Major software providers expect the "universal" client concept to simplify the development of classic clients for the offered applications on the one hand, and to reduce the time required for installation and administration on part of the customer on the other hand.

With the previous, proprietary Notes client, IBM disposes of a broadly accepted client developing the comprehensive functionality of the Lotus Notes/Domino platform and used by many customers as a client for proprietary developments under Lotus Notes/Domino.

For the Lotus Notes/Domino platform, the Eclipse Framework is both development framework and runtime framework for the Full client. The framework is supported by IBM and is broadly accepted as a free platform for Java.

With the conversion of the Notes client to the Eclipse platform in Notes 8 (Standard and/or Full client) and the release of the Eclipse-based Lotus Notes/Domino development environment Domino Designer, IBM created all the prerequisites for establishing the Notes client as universal client not only for the proprietary product family, but for Java-based applications in general.

The effects of a universal client on information security may be significant and must therefore be reviewed conceptionally before any introduction. The following aspects must be taken into consideration in particular:

• The security assessment of different applications is easier when using a universal client, since the security mechanisms of the client must be evaluated once only.
• The protection requirements of the client are increased due to the maximum and accumulation principle to be applied to the different applications using the client, both regarding availability, confidentiality, and integrity.
• Protection may be more difficult due to the increased complexity of the Lotus Notes client. The fact that the Full client is a client created on the basis of a development framework that is much more open (and thus susceptible to attacks) than a pure, proprietary application client such as the Basic client also contributes to the aforementioned.

Application integration with Lotus Notes/Domino

The manufacturer also increasingly positions the Lotus Notes/Domino platform as a platform for application integration. From a technical point of view, this is imaged by open standards for interfaces and by the proprietary Lotus technology being complemented by tried and tested technology of the WebSphere platform and the Eclipse framework.

Application integration using Lotus Notes clients

The advanced options of client-side application integration (e.g. using web services) are another advantage of the Full client and strengthen the strategic position of the Lotus Notes client as a universal client. Client-side application integration often can be implemented more easily and quicker when compared to server-side application integration, since no or only minor interventions into the operational procedures of the applications to be integrated are required.

Application integration using the Lotus Domino server

The existing options of server-side integration, e.g. by connecting DB2 databases, using the Domino Application Server or using the Lotus Enterprise Integrator for Domino (additionally licensable product of Lotus Extended Products) position the Lotus Notes/Domino platform as an alternative to proprietary application integration products.

Products developed in collaboration with SAP, e.g Alloy, allow for accessing SAP systems from the Lotus Notes client and therefore strengthen the position of the client as universal client, whereby the Domino server and the SAP Application Server communicate using corresponding plugins.

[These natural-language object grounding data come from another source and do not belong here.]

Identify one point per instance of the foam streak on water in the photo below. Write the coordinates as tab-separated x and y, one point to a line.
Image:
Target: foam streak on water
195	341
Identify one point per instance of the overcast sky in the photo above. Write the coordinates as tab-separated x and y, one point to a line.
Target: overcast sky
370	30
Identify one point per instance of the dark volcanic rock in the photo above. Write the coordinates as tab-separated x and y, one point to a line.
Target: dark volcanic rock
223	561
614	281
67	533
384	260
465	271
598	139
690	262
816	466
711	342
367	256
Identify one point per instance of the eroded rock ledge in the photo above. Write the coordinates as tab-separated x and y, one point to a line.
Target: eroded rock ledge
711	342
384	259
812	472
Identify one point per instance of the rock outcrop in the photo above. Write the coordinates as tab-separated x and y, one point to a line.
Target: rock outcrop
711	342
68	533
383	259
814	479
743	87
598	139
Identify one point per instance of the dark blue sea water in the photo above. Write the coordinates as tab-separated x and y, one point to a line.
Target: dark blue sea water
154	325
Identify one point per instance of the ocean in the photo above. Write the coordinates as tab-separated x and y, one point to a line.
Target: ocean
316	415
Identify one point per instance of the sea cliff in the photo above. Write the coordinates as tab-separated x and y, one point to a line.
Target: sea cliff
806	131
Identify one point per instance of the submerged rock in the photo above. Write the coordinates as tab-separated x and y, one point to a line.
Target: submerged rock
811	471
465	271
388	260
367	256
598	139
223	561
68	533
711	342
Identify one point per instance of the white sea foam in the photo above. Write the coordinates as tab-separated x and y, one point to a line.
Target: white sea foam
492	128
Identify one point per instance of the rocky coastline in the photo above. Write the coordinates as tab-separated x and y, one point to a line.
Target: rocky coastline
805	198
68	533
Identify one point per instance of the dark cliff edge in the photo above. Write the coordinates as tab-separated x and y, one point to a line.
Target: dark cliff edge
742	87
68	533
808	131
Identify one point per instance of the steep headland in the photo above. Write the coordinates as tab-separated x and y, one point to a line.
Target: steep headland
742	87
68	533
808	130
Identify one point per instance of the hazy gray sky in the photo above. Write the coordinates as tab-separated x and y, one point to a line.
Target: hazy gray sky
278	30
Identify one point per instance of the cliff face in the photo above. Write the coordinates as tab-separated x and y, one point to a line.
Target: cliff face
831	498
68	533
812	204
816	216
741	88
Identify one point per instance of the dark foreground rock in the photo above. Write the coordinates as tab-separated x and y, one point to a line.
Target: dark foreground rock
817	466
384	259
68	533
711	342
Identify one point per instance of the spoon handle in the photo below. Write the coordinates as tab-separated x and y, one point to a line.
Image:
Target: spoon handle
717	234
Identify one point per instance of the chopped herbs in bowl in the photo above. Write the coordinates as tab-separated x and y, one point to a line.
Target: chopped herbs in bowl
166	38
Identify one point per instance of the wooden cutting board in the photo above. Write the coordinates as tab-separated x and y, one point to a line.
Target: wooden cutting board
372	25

Analogous to the universal client, the protection requirements both of the client-side Notes components and the server-side Domino components used accordingly for integration purposes increase when using Lotus Notes/Domino as an application integration platform. Thus, the security safeguards to be implemented may be significantly more complex when compared to using the Lotus Notes/Domino functionality alone and the proprietary developments made available for the Lotus Notes/Domino platform.